Immunotherapy First for BRAF V600-Mutated Advanced Melanoma

Activating BRAF V600 mutations are present in around 50% of patients with advanced melanoma. Targeted therapy with combinations of BRAF/MEK inhibitors, such as dabrafenib/trametinib, and immune checkpoint inhibitors, such as the combination of nivolumab/ipilimumab, have shown significant survival benefit in these patients. However, the best upfront therapeutic approach for these patients is not defined. Currently in the US, approximately half of all BRAF-mutant patients receive a BRAF/MEK inhibitor combination and about a quarter receive nivolumab/ipilimumab as initial therapy. Results of the trial that will define the optimal sequence of immunotherapy and targeted therapy were eagerly awaited.

In the live inaugural session of the ASCO Plenary Series, which aims to present practice-changing and clinically relevant research in between ASCO meetings, results from the randomized, phase III DREAMseq trial in advanced melanoma were presented by Michael Atkins, MD (Georgetown Lombardi Comprehensive Cancer Center, Washington, US). The aim of the trial was to identify the best treatment sequence for patients with previously untreated BRAF V600-mutant advanced melanoma. The sequence of nivolumab/ipilimumab (4 cycles of immunotherapy combination and then nivolumab maintenance) followed by targeted therapy with dabrafenib/trametinib at the time of disease progression was compared with the alternative sequence (targeted therapy first followed by immunotherapy). Patients (n=265) were stratified according to ECOG performance status 0/1 and lactose dehydrogenase (LDH) normal/high, and randomized in ‘Step 1’ to receive either nivolumab/ipilimumab (Arm A; n=133) or dabrafenib/trametinib (Arm B; n=132). If patients experienced disease progression they crossed over to ‘Step 2’, in which they received the alternate therapy. In total, 73 patients were eligible for crossover, with 46 patients receiving immunotherapy (Arm D) and 27 patients receiving dabrafenib/trametinib (Arm C). The median follow-up was 27.7 months. The results showed that 72% of patients who received immunotherapy first were alive at 2 years vs. 52% of patients who started with the targeted therapy (log-rank P=0.0095). The superior overall survival (OS) with immunotherapy upfront became evident after 10 months of treatment. In addition, first-line nivolumab/ipilimumab resulted in a longer duration of response (not reached vs. 12.7 months; P < 0.001). Of note, the 2-year OS benefit of immunotherapy as upfront treatment was seen across all subgroups including in those with PS0, normal LDH, and stage ≤M1c. Grade ≥3 treatment-related adverse events were similar between the arms in both Step 1 (60% vs. 52%) and Step 2 (54% vs. 50%). There were two treatment-related deaths in the immunotherapy arm in Step 1, due to myocarditis and GI toxicity, and one death in the targeted therapy arm of Step 2, resulting from stroke.

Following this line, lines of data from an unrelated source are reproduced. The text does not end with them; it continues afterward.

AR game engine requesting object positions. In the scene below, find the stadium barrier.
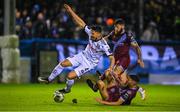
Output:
[0,35,20,83]
[20,38,180,83]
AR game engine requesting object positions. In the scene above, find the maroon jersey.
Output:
[111,32,136,70]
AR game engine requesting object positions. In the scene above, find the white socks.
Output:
[48,64,64,82]
[65,79,74,91]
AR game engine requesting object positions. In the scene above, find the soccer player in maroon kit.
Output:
[87,72,139,106]
[105,19,144,85]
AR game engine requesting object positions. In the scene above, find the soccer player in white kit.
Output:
[38,4,115,93]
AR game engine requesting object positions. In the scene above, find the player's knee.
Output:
[97,80,105,88]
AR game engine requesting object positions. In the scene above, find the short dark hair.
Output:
[90,25,102,33]
[129,75,140,82]
[114,18,125,25]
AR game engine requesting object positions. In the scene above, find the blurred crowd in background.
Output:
[12,0,180,41]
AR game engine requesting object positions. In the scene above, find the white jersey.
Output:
[82,26,112,65]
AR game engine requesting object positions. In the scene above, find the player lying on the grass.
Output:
[87,72,139,105]
[38,4,115,93]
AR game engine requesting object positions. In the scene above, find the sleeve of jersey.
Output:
[84,25,91,36]
[131,36,136,42]
[120,93,130,102]
[103,43,113,56]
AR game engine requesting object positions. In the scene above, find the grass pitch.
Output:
[0,83,180,111]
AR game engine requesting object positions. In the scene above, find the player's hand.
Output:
[105,67,112,75]
[137,59,144,68]
[95,98,102,103]
[64,4,71,11]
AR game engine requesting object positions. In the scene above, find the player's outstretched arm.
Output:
[107,55,115,71]
[96,98,124,106]
[64,4,86,28]
[131,41,144,68]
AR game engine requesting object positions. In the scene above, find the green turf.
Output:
[0,83,180,111]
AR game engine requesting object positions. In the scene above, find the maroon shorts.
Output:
[115,56,130,70]
[107,86,120,102]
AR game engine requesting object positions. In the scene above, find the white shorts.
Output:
[67,53,96,77]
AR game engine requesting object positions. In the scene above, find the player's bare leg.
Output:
[138,86,146,100]
[59,71,77,93]
[38,59,72,83]
[97,80,109,100]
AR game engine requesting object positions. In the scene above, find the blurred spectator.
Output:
[32,12,48,37]
[141,22,159,41]
[16,0,180,40]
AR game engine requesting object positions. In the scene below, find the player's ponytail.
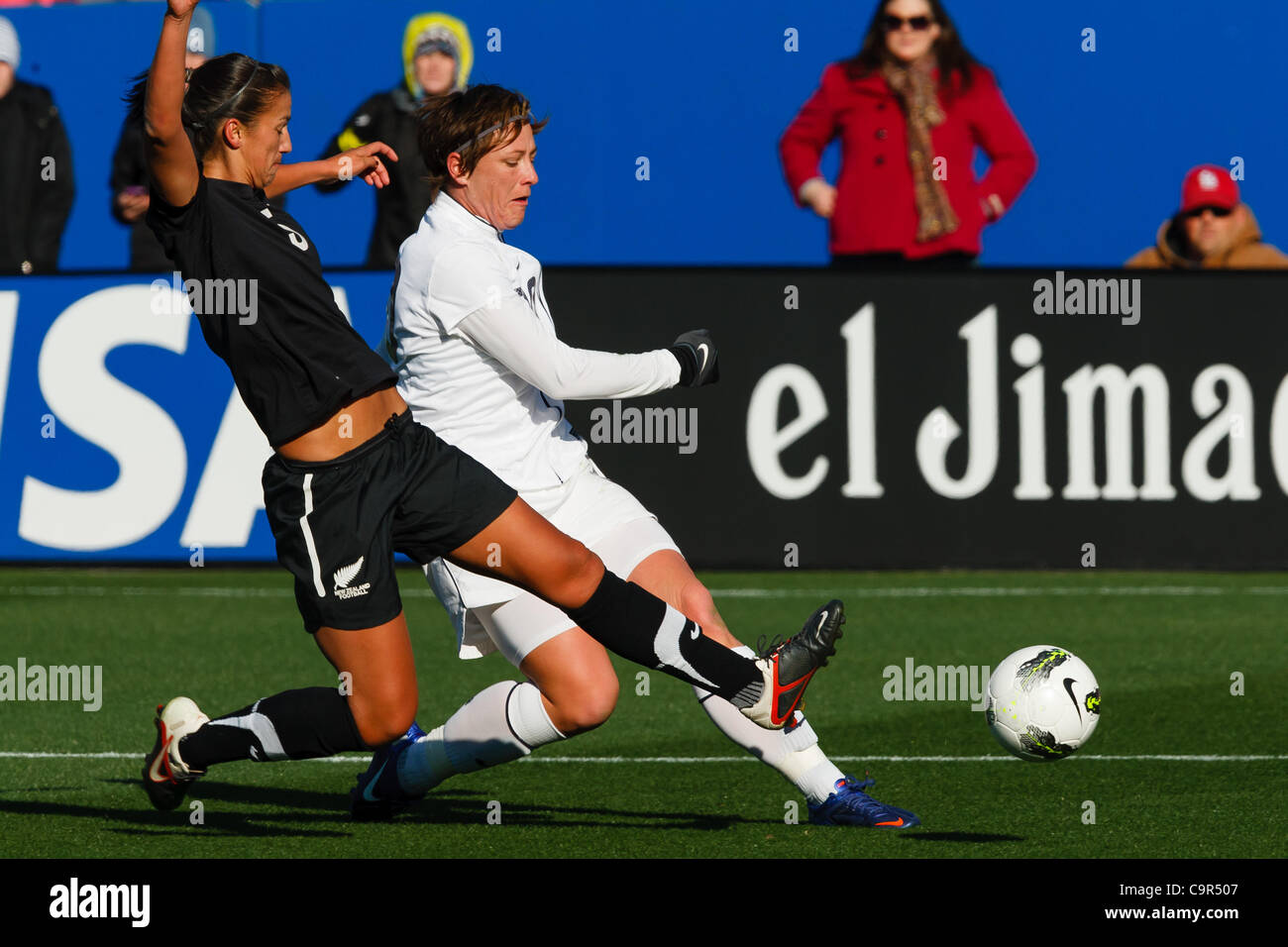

Dr. Atkins concluded that the results are practice-changing and “nivolumab/ipilimumab followed by BRAF/MEK inhibitors (if necessary) should be the preferred treatment sequence for patients with BRAF mutant melanoma”. The abstract discussant, Keith Flaherty, MD (Dana-Farber Cancer Institute/Harvard Medical School and Massachusetts General Hospital, Boston, US) highlighted that for patients with high disease burden and for whom the toxicity profile of combined PD-1/CTLA-4 immunotherapy is not concerning, nivolumab/ipilimumab may be the best initial treatment choice. However, he pointed out that PD-1 monotherapy is a commonly used strategy for lower risk patients because of its high therapeutic index and that nivolumab/ipilimumab combination has never demonstrated superior outcomes to PD-1 monotherapy. He stressed that this remains an important unanswered question.

Atkins, MB et al. J Clin Oncol. 2021;39 (suppl 36): Abstract 356154.